From medieval times until the 19th century, this street and its narrow staiths were the hub of the town, where much of its trading took place.
The hustle and bustle of the High Street
With commerce came the settlement of wealthy Hull merchants. They built houses all along this narrow street and it was from their homes that the business of the port was mainly conducted.
Look closely at one of the staiths and notice how horse driven carts from that era have left their marks on the cobbled streets.
The High Street had a number of public houses, brothels and inns. These were popular targets for the press-gangs to operate.
Ye Olde Black Boy is one of the few remaining old pubs in Hull that has kept its original style. It initially opened as a pipe shop in 1720 and has served a number of different purposes throughout the years including a brothel and a public house. It finally became a pub in the 1930s. The name is thought to have come from a Moroccan boy who worked in the building when it was a coffee shop in the 1730s.
Regulars are supposed to have photos of ghostly apparitions; one was grabbed round the neck by a pair of ghostly hands appearing from the bar wall. Rumour has it that a landlord’s dog was apparently so traumatised by spending a night downstairs in the pub that it had to be put down.
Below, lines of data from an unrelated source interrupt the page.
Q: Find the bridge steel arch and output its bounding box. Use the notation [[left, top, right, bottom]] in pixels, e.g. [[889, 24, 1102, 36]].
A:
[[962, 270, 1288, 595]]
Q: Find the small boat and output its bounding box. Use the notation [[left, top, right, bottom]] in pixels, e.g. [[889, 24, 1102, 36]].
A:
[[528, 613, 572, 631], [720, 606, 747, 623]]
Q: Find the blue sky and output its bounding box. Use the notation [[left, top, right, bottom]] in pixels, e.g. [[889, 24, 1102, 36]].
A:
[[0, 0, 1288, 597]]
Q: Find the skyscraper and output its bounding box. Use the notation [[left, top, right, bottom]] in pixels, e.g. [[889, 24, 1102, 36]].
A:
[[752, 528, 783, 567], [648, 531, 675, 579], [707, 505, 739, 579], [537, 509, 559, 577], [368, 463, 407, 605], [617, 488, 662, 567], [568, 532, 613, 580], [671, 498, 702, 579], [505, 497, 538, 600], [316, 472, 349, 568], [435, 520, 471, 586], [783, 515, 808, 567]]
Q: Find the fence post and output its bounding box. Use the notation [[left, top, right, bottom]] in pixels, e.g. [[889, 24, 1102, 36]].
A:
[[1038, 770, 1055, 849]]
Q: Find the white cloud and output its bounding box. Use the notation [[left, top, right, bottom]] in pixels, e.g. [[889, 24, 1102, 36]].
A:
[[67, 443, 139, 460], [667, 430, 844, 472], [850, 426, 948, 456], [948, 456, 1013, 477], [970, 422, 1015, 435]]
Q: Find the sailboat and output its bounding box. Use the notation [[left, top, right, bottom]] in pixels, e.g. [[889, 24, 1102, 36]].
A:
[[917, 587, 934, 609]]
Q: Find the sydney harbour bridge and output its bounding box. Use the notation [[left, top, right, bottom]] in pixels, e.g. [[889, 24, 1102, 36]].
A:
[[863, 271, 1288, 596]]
High Street in Victorian times
A press-gang consisted of a group of men and an officer who was in charge. Their job was to seize male citizens and force them into the naval service. They would usually work out of uniform, day and night but at times, the press-gangs would dress like sailors to coerce seafarers.
Further down this street, at the very end corner close to the footbridge that leads to The Deep, was the press-gangs' rendezvous point. Back in the day this area was referred to as South End. Those that were seized were brought here and inspected by a captain, then taken to one of the King's ship that was moored in the Humber Estuary.
Press-gangs were hated by everyone. The rendezvous point on Church Lane Staith was almost demolished by anti-press-gang mobs. In the summer of 1815, a riot took place when a sailor was press-ganged. The mob destroyed this last rendezvous on South End.
Some years later, as the French war had ended so too did the work of the press-gangs. Since then, the navy have recruited volunteers the same as it is done today.